In this year's local elections six candidates are carrying the affiliation of Refreshing Local Democracy.
But who and what is Refreshing Local Democracy, and what do the candidates stand for?
Refreshing Local Democracy has its origins in the anti-vaccine mandate movement.
Seven-term Carterton district councillor Jill Greathead is one of six candidates carrying the Refreshing Local Democracy affiliation into the 8 October election.
She told RNZ she ran a training programme for new local body hopefuls.
She saw "Refreshing Local Democracy" as simply a slogan and one she told others on the programme to use as their affiliation if they wished.
"This is a training programme - this is not a group," she said.
"It finished on the 14th of July."
Greathead said there were three men also involved in the organising of the programme, though she would not disclose who they were.
The origins of the group lay in her publicly admitting she was not getting vaccinated against Covid-19 last year and then through connections established during the occupation of parliament in February and March, Greathead said.
A Voices For Freedom Wellington channel shared details of a meeting involving Greathead and another woman named Helga in April.
"We hope you had a restful Easter and Anzac break. Our next Refresh Local Democracy meeting will be held this Sunday, 01 May 2022.
"We are excited to say that our Wellington-region-wide initiative is gaining traction and generating interest."
Greathead said she had been present at the parliament protest for five days.
"There were thousands of people at the protest. I met someone who knew someone who knew someone, and they were very keen to get elected members - meet elected members, because everyone of course was undergoing these crazy, crazy mandates. We couldn't go anywhere. I couldn't even go into my own council chambers that I had been in for the last 21 years for four months and no one said anything to me. It was absolutely shocking.
"People were pretty pissed off about not being able to go to libraries, swimming pools and council chambers."
Helga had stepped back from the group and an online training programme followed.
But Greathead rejected any assertion the Refreshing Local Democracy affiliation had its origins in the parliament protest, saying people who were vaccinated had also been involved in the training programme and one of the four organisers was "fully vaccinated".
While six people were carrying the affiliation into the election, up to 100 other hopefuls had been involved in the programme, Greathead said.
"Possibly, I don't know. I haven't done the stats. I haven't had time to do the stats."
Chris Romero, described as a spokesperson for Refreshing Local Democracy, spoke at a number of anti-Three Waters reform meetings across the country earlier this year.
Romero was also interviewed by Voices For Freedom head of national operations Tane Webster at one such meeting.
"It's a real united front and the common enemy - if we can use that language - the common opponent is this current government," Romero told Webster.
Romero was not standing for an elected position and Greathead said she had never met him and did not know how he came to be involved in the group.
When asked about her affiliations to other groups involved in such meetings, Greathead said she paid an annual donation to right-wing lobby group New Zealand Taxpayers' Union and had occasionally paid additional donations for particular campaigns run by the group.
She had also donated once to Voices For Freedom, but not to Groundswell.

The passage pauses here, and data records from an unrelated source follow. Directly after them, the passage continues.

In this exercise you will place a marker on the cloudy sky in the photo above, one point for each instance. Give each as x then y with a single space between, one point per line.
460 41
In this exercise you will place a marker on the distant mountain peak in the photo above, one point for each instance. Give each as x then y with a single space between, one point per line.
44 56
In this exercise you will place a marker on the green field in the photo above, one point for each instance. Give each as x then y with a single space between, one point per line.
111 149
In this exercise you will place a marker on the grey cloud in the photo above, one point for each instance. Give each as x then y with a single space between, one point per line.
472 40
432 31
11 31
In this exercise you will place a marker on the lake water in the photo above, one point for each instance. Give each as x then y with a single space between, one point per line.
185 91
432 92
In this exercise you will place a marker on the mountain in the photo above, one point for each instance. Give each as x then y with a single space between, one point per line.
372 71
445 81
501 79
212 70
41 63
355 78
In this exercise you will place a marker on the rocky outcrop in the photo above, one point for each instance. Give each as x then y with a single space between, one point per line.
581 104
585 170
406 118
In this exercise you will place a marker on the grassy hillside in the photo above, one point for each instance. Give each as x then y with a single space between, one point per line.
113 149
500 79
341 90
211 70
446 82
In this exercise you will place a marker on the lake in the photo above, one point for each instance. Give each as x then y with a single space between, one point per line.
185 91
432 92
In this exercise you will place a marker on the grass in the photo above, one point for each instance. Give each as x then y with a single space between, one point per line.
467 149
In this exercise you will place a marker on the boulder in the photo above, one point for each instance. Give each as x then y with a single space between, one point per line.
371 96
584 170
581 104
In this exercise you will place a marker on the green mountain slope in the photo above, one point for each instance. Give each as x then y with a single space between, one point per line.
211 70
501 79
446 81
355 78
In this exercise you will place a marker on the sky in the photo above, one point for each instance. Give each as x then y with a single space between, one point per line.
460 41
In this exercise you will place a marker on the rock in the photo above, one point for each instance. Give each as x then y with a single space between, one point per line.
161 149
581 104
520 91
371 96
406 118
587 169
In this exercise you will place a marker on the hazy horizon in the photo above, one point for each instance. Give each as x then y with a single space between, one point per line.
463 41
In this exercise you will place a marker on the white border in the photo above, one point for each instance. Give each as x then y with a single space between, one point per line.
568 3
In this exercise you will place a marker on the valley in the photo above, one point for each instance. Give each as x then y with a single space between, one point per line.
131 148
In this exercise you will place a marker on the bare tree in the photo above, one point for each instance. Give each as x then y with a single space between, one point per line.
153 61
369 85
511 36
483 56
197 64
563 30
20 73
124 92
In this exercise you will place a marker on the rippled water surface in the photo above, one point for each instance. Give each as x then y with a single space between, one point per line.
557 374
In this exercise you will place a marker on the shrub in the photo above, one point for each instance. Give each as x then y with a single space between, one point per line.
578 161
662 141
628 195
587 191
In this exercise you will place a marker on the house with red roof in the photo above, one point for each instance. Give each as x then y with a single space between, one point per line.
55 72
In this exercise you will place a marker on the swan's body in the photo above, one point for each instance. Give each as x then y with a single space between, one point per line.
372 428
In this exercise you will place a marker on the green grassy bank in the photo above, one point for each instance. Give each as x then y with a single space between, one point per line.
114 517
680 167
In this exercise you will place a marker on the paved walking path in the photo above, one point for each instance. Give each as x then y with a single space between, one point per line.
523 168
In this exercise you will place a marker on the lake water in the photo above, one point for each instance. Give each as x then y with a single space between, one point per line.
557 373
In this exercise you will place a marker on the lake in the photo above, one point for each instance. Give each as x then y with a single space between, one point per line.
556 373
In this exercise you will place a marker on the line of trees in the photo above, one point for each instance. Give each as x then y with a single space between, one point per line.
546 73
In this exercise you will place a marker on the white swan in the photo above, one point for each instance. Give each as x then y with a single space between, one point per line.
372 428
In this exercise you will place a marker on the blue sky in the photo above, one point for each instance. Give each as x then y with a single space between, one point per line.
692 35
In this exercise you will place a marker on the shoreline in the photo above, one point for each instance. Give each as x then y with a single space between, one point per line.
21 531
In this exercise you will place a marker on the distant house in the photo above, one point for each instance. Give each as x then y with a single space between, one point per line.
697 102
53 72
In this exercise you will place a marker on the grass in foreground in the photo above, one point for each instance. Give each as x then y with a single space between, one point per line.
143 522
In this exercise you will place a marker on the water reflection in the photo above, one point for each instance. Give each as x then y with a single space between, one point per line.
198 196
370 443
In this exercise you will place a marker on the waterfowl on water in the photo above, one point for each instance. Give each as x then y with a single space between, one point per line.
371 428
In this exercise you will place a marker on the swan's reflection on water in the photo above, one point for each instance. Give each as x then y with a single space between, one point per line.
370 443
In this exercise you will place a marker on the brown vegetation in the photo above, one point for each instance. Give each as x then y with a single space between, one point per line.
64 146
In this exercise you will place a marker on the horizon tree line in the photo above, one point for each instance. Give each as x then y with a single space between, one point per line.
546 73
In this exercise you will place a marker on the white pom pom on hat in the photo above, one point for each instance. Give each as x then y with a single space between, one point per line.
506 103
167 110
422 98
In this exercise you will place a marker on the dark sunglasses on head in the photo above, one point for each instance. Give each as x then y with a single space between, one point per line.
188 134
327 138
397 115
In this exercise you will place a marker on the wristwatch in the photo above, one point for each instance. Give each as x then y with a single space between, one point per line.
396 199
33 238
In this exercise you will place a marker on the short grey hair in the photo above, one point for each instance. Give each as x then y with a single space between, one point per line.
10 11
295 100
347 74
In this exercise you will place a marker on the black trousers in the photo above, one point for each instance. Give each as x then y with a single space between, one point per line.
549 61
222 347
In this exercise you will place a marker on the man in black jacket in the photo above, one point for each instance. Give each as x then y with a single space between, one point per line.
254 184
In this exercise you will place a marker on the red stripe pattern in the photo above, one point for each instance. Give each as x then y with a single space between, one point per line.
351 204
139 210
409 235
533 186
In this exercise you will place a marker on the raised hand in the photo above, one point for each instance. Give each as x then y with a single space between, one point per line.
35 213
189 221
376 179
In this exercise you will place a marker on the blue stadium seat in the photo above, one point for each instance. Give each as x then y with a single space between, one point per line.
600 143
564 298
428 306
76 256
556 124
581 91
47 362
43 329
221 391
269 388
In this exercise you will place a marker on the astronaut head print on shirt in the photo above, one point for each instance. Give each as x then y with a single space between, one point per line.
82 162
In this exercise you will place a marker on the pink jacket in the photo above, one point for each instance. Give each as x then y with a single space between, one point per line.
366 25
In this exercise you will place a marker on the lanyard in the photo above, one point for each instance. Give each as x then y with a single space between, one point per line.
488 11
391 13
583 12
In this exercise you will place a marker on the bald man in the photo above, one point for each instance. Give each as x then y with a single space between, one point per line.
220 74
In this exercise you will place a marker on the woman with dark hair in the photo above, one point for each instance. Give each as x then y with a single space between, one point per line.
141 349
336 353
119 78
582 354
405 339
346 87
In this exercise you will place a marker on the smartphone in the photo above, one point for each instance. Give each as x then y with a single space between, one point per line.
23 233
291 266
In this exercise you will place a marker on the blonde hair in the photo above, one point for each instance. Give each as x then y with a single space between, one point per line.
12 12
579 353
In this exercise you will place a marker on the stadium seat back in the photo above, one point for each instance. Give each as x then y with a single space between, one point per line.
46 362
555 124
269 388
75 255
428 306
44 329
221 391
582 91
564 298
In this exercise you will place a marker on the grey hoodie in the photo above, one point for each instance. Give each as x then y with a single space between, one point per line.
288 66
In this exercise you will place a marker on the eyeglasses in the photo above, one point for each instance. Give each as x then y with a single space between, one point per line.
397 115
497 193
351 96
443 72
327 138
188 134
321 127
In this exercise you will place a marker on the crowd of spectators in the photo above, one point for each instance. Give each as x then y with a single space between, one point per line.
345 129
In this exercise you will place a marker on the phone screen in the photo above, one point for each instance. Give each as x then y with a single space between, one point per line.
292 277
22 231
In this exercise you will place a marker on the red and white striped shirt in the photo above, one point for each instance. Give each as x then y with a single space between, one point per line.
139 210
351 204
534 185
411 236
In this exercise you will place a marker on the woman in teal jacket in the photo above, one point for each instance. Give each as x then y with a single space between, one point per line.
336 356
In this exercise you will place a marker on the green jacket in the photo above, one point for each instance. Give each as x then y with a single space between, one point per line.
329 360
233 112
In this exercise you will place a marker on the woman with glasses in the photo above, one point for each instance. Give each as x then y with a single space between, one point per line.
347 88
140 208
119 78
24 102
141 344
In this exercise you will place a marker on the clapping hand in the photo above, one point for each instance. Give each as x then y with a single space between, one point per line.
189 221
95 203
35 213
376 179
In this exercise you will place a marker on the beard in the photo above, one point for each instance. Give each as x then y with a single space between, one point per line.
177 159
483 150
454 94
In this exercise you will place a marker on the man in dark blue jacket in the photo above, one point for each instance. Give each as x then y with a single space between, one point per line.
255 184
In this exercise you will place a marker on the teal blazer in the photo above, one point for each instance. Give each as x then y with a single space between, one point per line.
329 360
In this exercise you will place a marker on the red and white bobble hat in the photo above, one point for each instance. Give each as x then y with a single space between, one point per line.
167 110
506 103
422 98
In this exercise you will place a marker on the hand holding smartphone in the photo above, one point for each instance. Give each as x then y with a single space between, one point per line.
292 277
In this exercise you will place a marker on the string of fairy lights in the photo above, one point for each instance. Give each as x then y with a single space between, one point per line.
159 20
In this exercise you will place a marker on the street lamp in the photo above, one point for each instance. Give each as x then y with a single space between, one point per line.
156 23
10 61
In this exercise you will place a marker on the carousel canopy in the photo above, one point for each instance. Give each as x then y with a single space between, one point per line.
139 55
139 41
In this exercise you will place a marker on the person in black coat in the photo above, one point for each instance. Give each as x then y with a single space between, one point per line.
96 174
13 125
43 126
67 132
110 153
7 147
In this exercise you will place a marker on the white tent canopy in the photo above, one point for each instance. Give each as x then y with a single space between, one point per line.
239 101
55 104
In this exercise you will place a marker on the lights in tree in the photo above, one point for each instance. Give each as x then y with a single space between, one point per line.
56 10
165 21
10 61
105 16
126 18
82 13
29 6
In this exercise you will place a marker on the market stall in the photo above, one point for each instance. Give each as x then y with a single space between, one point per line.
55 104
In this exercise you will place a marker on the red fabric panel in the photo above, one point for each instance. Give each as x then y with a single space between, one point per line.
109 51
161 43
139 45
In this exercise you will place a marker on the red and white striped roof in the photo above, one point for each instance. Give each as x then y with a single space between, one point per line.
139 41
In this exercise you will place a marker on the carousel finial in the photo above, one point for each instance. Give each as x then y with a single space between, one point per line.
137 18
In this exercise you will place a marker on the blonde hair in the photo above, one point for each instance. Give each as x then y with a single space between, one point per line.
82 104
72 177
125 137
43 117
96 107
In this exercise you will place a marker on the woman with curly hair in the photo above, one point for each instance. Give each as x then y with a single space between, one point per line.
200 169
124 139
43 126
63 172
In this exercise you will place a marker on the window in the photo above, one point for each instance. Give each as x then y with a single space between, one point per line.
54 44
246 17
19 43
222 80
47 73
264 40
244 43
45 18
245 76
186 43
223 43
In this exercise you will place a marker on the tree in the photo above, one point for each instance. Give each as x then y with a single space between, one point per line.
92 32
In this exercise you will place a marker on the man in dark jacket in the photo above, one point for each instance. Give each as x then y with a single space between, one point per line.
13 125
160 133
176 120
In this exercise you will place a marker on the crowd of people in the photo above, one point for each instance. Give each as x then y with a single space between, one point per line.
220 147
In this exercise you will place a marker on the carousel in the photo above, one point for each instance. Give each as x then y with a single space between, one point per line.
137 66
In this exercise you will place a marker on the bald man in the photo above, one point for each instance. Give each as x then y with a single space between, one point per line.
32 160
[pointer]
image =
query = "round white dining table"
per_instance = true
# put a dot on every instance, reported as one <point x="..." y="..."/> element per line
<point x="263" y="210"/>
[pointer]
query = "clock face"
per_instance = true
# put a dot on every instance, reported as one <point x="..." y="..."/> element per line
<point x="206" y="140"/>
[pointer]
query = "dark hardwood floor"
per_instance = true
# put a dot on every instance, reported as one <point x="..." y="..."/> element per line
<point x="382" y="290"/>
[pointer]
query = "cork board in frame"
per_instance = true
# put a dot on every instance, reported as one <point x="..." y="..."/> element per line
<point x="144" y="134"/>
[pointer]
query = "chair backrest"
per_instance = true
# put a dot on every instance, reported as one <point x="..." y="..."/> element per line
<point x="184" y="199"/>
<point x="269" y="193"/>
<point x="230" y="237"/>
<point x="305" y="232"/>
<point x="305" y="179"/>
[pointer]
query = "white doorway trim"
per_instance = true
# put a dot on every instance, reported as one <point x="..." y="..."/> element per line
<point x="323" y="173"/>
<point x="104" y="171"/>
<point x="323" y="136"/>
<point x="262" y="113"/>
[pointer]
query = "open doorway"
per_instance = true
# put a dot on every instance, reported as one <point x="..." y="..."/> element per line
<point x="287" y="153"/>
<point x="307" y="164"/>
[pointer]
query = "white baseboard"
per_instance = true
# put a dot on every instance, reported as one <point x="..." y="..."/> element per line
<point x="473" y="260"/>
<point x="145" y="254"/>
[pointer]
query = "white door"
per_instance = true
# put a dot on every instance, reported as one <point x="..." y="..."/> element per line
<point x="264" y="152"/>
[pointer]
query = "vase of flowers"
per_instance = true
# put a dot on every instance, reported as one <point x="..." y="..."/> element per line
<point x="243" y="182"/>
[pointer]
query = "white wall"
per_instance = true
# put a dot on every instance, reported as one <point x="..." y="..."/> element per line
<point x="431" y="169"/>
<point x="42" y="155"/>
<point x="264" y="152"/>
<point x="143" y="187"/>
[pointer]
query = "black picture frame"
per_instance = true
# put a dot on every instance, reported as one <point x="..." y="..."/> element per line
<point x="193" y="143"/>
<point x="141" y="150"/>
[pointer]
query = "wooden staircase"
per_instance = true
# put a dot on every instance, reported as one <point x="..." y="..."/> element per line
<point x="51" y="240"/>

Also carrying the Refreshing Local Democracy affiliation were Dot Watson and Roger Earp (Tararua District Council), Fiona Underwood (Manawatū District Council), Jaap Knegtmans (Upper Hutt City Council), and Michael Clarkson (Timaru District Council).
Earp stood for the New Conservatives in the 2020 election and attended the parliament protest earlier this year.
He said the group aligned with what he stood for.
Knegtmans also attended the protest.
Watson said she discovered the group through Telegram, but did not wish to discuss the matter further.
Clarkson said he also found the group through Telegram, during the period of the vaccine mandates.
"It was quite good to sit down and talk to people on anything and everything because with the isolation you could go a bit stir-crazy," he said.
It was a supportive group for those standing for the elections for the first time, Clarkson said.
RNZ was unable to contact Underwood.
Those who spoke to RNZ on the subjects said they were against the proposed Three Waters reform and the Covid-19 vaccine mandates, but Greathead said there was no policy platform unifying those on the training programme and people holding a diverse set of views and values had taken part in it.
While discussing why the group had been signal boosted by Voices For Freedom, Greathead said there was no link between the programme and the antivax group.
She called the idea Voices For Freedom would take over local bodies and make them ungovernable "stupid".
"They don't have the skills. They don't have the experience. I'm happy if a couple come in with the right kind of experience. There's a couple who . . . made fabulous candidates and if elected will make fantastic councillors."